Andrew said, "Yeah… just a minute," to Tony and went on with what he was doing, which was taking small, fuzzy brown balls out of his pockets and placing them on the kitchen table. When he'd emptied every pocket, he unzipped his jacket and let an ava-lanche of the things tumble out onto the table, a chair and the floor. He was beaming, bright-eyed and rosy with pride and cold.
"Look-sycamore balls! Mr. Clausen said I could paint them, to make decorations for our tree.
We have the paint, right, Tony? Isn't that cool, Mom? And there's hundreds of them out there-except some of them are already coming apart, and they're really itchy. Mr. Clausen says not to get 'em on your skin, or they'll give you a rash. What do you think, Mom? See, we don't have to buy any more decorations, we can just make a whole bunch of these!"
"Sycamore balls," Karen said faintly. "Where on earth do you suppose Mr. Clausen got such an idea?"
"Mr. Clausen-" Andrew began, then paused and, with a curiously wary and secretive look, shrugged and said neutrally, "Mr. Clausen knows a lot of things. Maybe because he's old."
"Huh, we used to do these when I was a kid." Tony picked up a ball by its stem, and dangled it between his thumb and forefinger. "Must have been just about every year from kindergarten to third grade. There was a great big old sycamore in the schoolyard, and every fall we'd gather these things and paint 'em for Christmas. We used to dip them in glitter, too."
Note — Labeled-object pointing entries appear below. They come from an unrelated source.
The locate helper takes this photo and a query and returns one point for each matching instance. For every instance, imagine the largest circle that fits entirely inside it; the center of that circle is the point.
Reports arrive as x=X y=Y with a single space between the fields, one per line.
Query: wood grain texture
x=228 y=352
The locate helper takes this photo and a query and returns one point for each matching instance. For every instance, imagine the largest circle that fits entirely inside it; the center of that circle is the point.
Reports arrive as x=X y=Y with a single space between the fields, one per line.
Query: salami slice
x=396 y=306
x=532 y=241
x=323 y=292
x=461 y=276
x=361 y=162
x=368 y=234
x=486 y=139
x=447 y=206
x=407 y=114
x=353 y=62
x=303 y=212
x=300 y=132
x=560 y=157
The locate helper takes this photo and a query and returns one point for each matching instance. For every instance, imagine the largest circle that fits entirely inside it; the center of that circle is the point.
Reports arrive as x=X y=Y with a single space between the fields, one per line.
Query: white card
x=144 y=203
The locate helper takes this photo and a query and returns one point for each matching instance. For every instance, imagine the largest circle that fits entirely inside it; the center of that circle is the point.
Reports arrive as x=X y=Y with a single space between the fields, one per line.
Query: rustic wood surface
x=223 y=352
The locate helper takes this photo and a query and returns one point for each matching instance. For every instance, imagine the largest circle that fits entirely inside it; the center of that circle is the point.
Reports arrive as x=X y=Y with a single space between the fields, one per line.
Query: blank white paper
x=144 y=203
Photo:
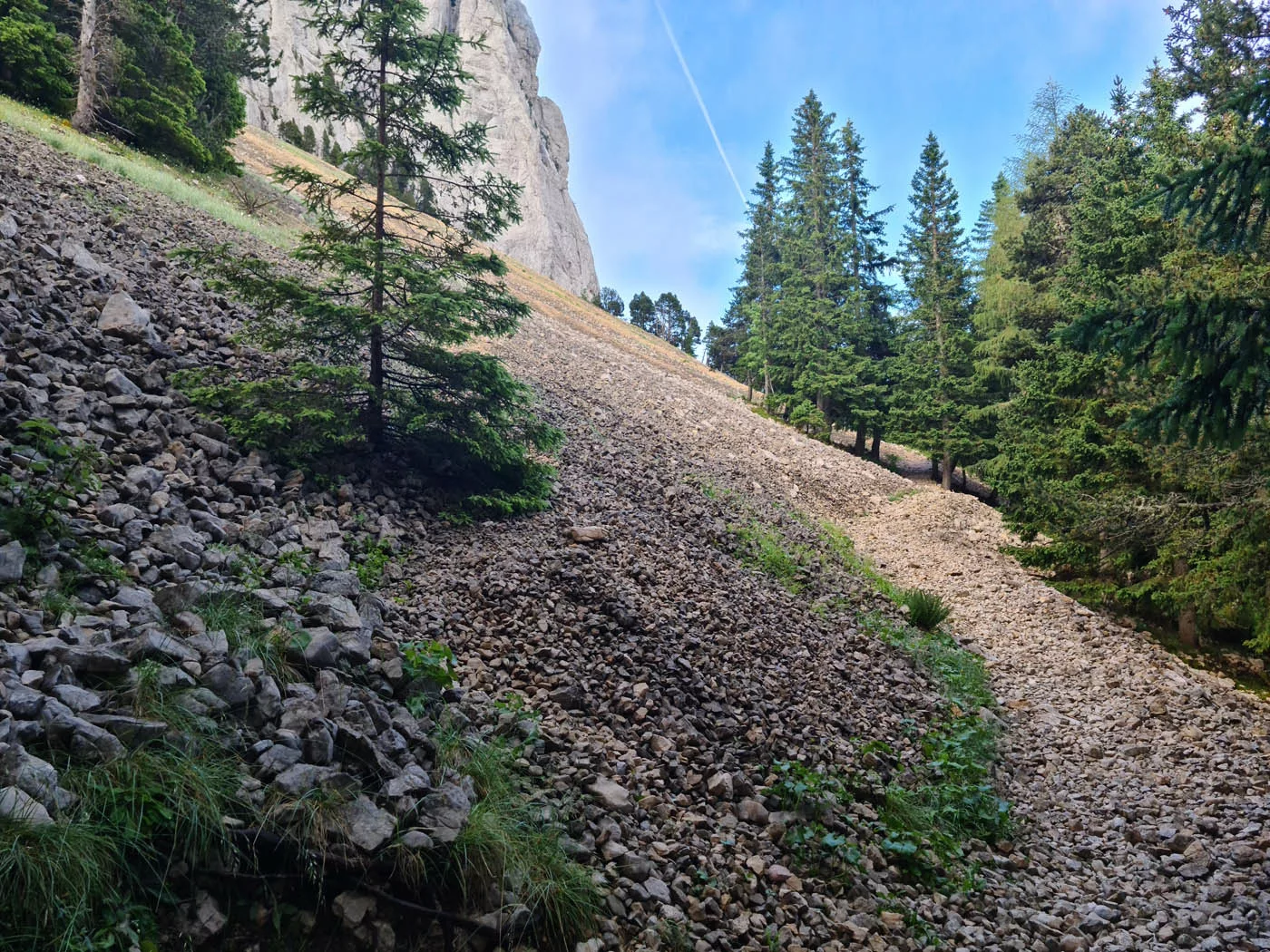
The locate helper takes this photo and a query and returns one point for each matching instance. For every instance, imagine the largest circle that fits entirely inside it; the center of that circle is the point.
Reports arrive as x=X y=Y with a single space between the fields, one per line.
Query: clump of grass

"Cool! Can we get some glitter, Mom?"
"If we don't get a tree, there won't be anything to hang 'em on," Tony pointed out, dropping the sycamore ball and dusting his hands. "Come on, Andy, let's get this show on the road!"
Karen stifled a gulp of protest as he picked up a star-shaped cookie on the way out the door. Andrew looked at her, grinned, selected a Christmas tree for himself and followed.
"The old guy's right about the itching," she heard Tony confide to her son as they crossed the living room together. "I used to chase the girls with 'em and put 'em down their necks. Especially my sisters-boy, did they hate that."
"Cool," said Andrew, with his mouth full of cookie.
Tony couldn't remember when he'd had more fun in a snowstorm. To accommodate the tree, and because he'd been expecting snow, he'd brought his little four-wheel-drive pickup truck instead of his car, even though it didn't have a very good heater and was going to be a tight squeeze for three. They all piled into the front, Andrew in the middle, laughing, puffing out vapor with every breath and shaking snowflakes all over everything. Tony didn't think he'd ever seen anything prettier than Karen's blond hair with snow melting in it, like tiny glittering stars.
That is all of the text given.